O primeiro passo para enfrentar a situação é os pais se informarem sobre o que está acontecendo na vida dos filhos e voltarem a exercer controle mais efetivo sobre suas atividades. Em geral, esse problema reflete uma certa crise familiar. Por razões diversas, pais e filhos se distanciaram. Por isso, a estratégia básica é levar ao conhecimento dos pais o que está acontecendo com seus filhos e os riscos que eles correm.
Quanto ao adolescente, é complicado conversar sobre esses riscos. A tendência do jovem que se envolveu com maconha é minimizá-los ao máximo. “Que mal existe em fumar um baseado por semana?” é a pergunta que muitos fazem. Acontece que, na maioria das vezes, quem começou precocemente, no período de seis meses, estará fumando um baseado por dia.
Na entrevista clínica, não dá para antever o caminho que individualmente, será percorrido no mundo das drogas. Quem teve o desprazer de acompanhar um adolescente numa entrevista, tranquilizar os pais, dizendo – “Olhem, ele só está usando uma vez por semana. Essa é uma experiência pela qual ele deve passar.” – e, depois de dois anos, ver esse jovem totalmente deteriorado, traficando drogas, fica muito preocupado com o momento certo em que deve interferir. Esse é o desespero dos pais e o dilema dos profissionais: agir na medida exata da necessidade de cada caso. Nem todos precisam de tratamento, mas não se pode deixar escapar aqueles para os quais o acompanhamento clínico é indispensável.
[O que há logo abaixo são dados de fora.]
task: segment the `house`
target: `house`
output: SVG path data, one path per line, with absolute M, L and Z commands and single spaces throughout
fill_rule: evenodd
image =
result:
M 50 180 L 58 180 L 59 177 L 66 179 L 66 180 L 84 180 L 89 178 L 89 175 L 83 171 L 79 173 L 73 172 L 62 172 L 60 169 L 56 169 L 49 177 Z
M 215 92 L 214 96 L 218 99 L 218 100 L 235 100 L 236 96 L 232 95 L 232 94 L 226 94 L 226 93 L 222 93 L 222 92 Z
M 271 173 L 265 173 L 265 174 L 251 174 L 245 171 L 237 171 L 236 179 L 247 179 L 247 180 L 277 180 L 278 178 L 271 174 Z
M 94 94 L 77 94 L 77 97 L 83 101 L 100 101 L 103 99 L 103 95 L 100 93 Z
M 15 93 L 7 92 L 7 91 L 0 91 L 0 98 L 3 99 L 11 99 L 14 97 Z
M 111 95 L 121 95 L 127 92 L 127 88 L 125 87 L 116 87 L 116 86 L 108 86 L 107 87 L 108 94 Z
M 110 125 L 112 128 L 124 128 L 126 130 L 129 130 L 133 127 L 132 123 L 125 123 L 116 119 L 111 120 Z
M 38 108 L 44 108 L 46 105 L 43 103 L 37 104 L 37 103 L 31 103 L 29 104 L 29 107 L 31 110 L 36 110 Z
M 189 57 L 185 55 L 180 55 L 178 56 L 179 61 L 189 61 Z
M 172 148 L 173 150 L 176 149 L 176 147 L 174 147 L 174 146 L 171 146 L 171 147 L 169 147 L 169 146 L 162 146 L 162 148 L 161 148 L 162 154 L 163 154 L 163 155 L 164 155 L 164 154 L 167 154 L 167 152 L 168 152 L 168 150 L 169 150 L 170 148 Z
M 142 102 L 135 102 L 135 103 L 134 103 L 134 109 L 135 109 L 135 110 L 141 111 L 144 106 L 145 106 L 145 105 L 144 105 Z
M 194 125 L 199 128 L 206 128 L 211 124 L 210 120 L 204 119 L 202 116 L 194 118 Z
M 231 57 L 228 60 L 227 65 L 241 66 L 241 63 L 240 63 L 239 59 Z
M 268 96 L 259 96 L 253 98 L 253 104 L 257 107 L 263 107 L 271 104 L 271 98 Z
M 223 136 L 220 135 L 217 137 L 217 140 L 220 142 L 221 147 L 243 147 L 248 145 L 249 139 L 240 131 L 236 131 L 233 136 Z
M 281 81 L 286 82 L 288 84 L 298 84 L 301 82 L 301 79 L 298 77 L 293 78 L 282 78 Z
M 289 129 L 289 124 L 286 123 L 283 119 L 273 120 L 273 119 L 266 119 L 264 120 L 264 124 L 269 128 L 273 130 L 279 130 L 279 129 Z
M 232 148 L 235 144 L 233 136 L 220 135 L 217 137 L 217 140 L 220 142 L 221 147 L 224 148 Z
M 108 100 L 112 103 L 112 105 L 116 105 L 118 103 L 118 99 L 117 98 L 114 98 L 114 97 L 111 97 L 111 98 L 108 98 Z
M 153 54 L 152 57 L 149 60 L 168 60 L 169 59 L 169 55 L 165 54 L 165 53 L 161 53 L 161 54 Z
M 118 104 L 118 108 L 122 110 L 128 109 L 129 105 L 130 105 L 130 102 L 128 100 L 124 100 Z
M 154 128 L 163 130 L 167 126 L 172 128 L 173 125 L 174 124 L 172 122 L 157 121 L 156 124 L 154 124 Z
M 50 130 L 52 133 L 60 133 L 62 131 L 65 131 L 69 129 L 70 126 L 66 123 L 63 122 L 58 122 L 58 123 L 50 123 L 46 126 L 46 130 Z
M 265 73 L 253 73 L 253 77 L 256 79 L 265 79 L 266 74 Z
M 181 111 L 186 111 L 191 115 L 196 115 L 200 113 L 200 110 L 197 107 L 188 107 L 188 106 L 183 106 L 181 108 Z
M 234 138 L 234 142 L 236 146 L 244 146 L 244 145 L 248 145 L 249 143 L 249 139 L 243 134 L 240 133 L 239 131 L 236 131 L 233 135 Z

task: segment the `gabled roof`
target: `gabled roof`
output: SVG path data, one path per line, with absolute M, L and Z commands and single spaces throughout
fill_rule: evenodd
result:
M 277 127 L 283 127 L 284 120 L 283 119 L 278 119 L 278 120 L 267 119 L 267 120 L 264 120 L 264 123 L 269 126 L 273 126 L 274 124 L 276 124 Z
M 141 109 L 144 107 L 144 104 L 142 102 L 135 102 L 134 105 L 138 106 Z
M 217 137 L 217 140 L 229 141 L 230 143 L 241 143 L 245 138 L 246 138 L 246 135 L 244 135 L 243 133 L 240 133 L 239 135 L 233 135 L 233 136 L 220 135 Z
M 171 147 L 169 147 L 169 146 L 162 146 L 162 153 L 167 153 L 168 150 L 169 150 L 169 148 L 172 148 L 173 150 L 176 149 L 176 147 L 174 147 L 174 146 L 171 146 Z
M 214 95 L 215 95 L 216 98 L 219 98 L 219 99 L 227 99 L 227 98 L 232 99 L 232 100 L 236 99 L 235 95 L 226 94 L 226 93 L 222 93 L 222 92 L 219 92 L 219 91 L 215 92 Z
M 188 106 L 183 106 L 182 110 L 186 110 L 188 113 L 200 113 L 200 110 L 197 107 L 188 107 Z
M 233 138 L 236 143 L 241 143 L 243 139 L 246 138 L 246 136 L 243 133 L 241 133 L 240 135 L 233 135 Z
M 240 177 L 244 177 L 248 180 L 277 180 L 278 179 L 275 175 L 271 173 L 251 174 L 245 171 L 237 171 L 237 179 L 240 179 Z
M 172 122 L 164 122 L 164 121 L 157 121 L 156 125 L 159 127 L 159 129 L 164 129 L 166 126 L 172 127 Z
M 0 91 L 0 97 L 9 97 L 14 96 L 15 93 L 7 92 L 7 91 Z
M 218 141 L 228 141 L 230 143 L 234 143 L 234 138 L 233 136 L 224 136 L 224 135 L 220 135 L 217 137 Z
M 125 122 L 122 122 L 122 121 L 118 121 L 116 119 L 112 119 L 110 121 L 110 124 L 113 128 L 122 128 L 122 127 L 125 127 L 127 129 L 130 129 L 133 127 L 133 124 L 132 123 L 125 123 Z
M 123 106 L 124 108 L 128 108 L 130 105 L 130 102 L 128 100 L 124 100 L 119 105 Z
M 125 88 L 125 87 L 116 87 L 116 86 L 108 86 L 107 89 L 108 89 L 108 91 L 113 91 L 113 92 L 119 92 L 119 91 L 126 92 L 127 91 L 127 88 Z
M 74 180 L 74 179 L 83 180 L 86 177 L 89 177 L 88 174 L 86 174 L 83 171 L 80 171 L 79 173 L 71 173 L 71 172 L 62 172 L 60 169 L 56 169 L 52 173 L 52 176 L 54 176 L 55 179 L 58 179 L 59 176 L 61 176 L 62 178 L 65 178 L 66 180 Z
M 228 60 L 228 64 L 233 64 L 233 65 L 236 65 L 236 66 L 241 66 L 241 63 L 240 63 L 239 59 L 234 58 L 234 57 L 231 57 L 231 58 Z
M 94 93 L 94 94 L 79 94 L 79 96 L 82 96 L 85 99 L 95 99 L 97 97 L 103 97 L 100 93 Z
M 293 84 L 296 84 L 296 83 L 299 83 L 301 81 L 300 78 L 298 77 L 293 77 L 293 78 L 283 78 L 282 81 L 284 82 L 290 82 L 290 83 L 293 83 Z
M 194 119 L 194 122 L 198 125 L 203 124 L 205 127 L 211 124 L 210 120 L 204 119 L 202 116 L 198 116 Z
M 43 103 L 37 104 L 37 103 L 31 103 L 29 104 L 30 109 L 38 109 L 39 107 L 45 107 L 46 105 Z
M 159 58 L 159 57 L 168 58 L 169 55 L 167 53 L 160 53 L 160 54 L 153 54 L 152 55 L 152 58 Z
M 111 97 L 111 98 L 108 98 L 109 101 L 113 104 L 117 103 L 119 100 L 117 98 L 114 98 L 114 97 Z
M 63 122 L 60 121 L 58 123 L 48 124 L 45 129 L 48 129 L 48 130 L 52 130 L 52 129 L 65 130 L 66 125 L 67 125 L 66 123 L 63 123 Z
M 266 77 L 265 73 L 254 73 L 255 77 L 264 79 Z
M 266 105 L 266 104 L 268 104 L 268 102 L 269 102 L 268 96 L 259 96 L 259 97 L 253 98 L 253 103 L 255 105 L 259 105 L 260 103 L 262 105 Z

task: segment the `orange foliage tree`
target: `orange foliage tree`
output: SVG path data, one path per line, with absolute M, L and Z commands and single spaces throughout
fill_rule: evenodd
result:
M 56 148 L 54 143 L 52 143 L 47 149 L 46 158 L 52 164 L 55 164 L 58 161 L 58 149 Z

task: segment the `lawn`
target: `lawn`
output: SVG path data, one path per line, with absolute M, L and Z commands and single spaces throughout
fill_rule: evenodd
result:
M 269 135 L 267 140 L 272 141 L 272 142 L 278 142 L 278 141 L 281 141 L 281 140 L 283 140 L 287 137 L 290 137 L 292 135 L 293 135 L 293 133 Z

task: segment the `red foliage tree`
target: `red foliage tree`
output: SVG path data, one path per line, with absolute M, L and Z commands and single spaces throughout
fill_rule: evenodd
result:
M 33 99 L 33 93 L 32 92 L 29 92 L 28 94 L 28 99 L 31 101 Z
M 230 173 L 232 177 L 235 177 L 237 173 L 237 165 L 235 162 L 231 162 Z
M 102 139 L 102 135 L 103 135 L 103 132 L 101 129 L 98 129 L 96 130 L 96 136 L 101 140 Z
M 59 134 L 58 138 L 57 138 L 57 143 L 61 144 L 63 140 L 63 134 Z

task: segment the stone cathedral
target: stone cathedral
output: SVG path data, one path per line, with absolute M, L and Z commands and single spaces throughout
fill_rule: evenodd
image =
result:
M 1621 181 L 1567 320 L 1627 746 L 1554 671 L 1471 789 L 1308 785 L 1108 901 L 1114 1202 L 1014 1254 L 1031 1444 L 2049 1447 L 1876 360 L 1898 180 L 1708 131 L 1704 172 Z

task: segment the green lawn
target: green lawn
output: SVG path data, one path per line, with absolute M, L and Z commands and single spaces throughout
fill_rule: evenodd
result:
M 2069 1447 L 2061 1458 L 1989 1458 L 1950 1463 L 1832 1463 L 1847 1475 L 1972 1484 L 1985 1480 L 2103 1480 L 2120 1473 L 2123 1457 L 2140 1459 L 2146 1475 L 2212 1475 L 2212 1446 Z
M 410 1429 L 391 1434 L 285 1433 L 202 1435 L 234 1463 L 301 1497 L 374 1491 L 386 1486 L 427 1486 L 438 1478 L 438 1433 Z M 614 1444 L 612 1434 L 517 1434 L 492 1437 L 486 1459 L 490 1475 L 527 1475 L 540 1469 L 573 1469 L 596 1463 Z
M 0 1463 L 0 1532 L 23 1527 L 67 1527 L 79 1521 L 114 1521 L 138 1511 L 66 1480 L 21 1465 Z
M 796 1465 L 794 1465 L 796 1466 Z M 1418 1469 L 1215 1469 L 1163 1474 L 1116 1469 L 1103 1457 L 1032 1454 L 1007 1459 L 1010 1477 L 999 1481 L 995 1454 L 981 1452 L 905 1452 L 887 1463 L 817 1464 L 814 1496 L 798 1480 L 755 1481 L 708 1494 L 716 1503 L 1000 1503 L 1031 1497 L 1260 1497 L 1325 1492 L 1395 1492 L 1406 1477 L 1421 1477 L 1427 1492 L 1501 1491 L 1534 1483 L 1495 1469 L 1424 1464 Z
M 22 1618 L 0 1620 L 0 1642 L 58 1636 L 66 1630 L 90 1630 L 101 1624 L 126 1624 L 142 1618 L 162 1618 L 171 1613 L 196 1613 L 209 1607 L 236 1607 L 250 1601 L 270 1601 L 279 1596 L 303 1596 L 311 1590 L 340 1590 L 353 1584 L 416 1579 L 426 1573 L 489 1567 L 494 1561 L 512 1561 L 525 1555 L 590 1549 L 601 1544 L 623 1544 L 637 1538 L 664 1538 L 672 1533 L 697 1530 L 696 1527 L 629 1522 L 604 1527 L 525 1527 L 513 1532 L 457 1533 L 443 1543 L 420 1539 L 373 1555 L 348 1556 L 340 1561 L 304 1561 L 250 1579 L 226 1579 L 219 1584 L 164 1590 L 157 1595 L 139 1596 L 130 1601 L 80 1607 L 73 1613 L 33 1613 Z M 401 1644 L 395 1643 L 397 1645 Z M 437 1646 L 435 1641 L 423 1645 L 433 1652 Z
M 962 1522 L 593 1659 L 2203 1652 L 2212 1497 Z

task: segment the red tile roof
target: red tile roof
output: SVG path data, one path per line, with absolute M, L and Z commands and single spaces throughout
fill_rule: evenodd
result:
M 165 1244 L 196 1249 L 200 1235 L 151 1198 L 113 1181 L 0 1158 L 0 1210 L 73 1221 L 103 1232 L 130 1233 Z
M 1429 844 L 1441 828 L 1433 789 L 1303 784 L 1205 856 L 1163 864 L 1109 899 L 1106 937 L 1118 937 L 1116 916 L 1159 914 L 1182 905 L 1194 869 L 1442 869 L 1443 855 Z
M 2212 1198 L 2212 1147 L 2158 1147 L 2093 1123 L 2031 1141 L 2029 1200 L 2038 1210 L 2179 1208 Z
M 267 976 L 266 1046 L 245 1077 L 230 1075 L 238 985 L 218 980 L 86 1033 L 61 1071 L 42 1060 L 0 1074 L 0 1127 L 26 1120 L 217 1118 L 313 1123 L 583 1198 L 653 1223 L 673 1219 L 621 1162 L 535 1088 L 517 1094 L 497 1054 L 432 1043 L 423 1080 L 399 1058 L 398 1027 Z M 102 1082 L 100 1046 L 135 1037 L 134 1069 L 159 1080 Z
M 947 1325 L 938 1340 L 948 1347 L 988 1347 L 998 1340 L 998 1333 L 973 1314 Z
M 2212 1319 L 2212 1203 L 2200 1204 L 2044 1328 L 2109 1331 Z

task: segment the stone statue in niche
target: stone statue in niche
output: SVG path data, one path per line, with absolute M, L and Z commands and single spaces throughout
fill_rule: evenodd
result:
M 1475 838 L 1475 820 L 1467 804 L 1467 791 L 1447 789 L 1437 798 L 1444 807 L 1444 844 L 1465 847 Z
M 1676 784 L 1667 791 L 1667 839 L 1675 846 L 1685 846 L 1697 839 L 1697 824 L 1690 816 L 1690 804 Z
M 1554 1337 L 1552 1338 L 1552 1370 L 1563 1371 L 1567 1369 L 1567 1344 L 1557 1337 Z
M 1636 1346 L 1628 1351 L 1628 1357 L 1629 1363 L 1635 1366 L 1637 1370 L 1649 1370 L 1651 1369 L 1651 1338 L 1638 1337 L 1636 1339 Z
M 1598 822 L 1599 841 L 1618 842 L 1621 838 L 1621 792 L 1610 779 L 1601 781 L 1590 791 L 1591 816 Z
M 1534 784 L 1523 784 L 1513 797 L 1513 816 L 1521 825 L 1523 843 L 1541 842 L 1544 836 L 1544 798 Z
16 – Em que você se baseia para julgar se um garoto, que afirma fumar maconha a cada dois meses, representa risco de tornar-se um usuário crônico?
É preciso estar atento a três fatores que, combinados, são sinais de alerta e requerem algum tipo de acompanhamento. O primeiro é atitude por demais tranquila do adolescente que considera a maconha inofensiva e destituída de inconveniências. Depois, é importante considerar a rede social em que está inserido. Os amigos com quem convive são usuários da droga? Por último, deve-se avaliar seu desempenho nas atividades cotidianas. É o caso do bom aluno até os 13 anos, que foi perdendo o interesse pela escola e não reage mesmo diante da ameaça de perder o ano.
17 – Você acha que um dia aparecerá uma droga cujo mecanismo de ação se encarregue de nos deixar felizes sem provocar malefícios no cérebro?
Não acredito. Fica muito difícil imaginar uma droga que aja só no centro de prazer sem perturbar os demais mecanismos bioquímicos do cérebro, que é um órgão complexo e evolutivamente preparado para vivenciar muitas formas de prazeres sutis. Para tais estímulos, está aparelhado. Para os advindos das drogas, não.
18 – Você não acha que o homem está sempre à procura do prazer total?
A busca do prazer é uma característica positiva do ser humano. No caso das drogas, porém, ao querer superar a própria biologia por um artifício grosseiro, ele acaba se empobrecendo. O desejo de intensificar o prazer ao máximo empurra o homem para uma guerra que jamais será vencida.